Studying galaxy evolution through cosmic time via the μJy radio population: early results from eMERGE
Abstract
The eMERLIN Galaxy Evolution Survey (eMERGE) is an ambitious, multi-tiered extragalactic radio continuum survey being carried out with eMERLIN and the VLA at 1.4GHz and 6GHz. Exploiting the unique combination of high sensitivity and high angular resolution provided by radio interferometry, these observations will provide a powerful, obscuration-independent tool for tracing intense star-formation and AGN activity in galaxies out to z5. In our first data release (DR1) we present eMERGE Tier 1, a 15-arcmin pointing centred on the GOODS-N field, imaged at 1.4GHz with the VLA and eMERLIN at 0.28'' resolution down to an rms sensitivity of 1.2\,μJy beam-1. This unique radio survey -- unrivaled at 1.4GHz in its combination of depth, areal coverage and angular resolution in the pre-SKA era -- allows us to localise and separate extended star-forming regions, nuclear starbursts and compact AGN core/jet systems in galaxies over the past two-thirds of cosmic history, a crucial step in tracing the apparently simultaneous growths of the stellar populations and central black holes in massive galaxies.
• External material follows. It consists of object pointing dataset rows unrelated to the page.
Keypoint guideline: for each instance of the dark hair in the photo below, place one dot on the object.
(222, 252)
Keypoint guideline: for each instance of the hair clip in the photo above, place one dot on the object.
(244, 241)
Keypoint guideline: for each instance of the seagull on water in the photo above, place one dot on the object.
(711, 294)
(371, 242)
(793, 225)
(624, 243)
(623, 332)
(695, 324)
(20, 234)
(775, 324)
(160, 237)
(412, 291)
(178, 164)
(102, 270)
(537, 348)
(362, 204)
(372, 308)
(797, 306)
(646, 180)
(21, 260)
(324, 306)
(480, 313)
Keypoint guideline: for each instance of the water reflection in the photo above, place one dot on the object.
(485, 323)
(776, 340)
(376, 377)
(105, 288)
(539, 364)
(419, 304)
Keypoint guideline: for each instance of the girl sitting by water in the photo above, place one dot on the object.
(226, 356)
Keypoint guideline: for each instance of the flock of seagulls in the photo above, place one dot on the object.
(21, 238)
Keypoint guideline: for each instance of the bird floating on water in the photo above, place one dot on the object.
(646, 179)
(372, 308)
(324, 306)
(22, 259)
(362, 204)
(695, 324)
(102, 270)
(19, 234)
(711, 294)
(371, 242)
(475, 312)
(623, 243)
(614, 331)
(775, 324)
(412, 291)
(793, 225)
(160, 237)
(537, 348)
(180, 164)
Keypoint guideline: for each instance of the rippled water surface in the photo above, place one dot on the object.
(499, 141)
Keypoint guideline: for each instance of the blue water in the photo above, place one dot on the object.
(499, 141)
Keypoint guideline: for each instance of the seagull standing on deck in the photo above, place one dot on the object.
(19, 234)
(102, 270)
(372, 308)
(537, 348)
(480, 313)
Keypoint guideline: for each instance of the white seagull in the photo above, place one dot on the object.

In these proceedings we highlight some early science results from eMERGE DR1, including some examples of the sub-arcsecond morphologies and cold dust properties of 1.4GHz-selected galaxies. eMERGE Tier 1 will eventually reach sub-μJy beam-1 sensitivity at 0.28'' resolution over a 30-arcmin field, providing crucial benchmarks for deep extragalactic surveys which will be undertaken with SKA in the next decade.